Todai was the first Japanese university to establish a venture capital firm to provide seed funding for inventions from its own researchers. This firm, known by its acronym UTEC, was formed in 2004, shortly after the country’s national universities were given control over intellectual property. UTEC has used its USD$300 million in venture capital to invest in at least 75 companies, focusing on research areas where it believes Japan has a strong track record such as clean technology and healthcare. One of its beneficiaries, PeptiDream, has devised a drug-discovery platform used by pharmaceutical firms such as Novartis and Bristol-Myers Squibb.
The university also hosts an incubation facility. Entrepreneur Plaza houses 25 venture companies, including a tech firm called PopIn that has created a way to measure how well audiences engage with online ads, and IDAC Theranostics, a company that’s investigating treatments for solid tumours.

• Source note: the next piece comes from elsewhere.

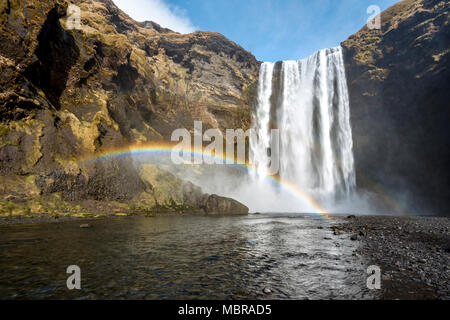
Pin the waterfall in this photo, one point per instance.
(308, 102)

The university’s technology-licensing office, Todai TLO, brought in USD$6.7 million in royalties in 2016. That sum pales in comparison with institutions such as Stanford University, which earned around $USD95 million in patent royalties in 2014–2015. But,Todai TLO president Takafumi Yamamoto says Japanese universities are relative newcomers to licensing.
“When I started in 1996 in this business there were no specialists in the technology-licensing field,” Yamamoto says. Now, he says, “many professors and students are eager to establish spinoffs. The situation is changing tremendously.”
Other Japanese universities are also interested in licensing their research as a way to secure new financial resources and contribute to the government’s innovation push, he says. To encourage entrepreneurs, the government established the inaugural Nippon Venture Awards in 2015. Euglena won top honours. The company has now set its sights on finding uses for microalgae beyond food.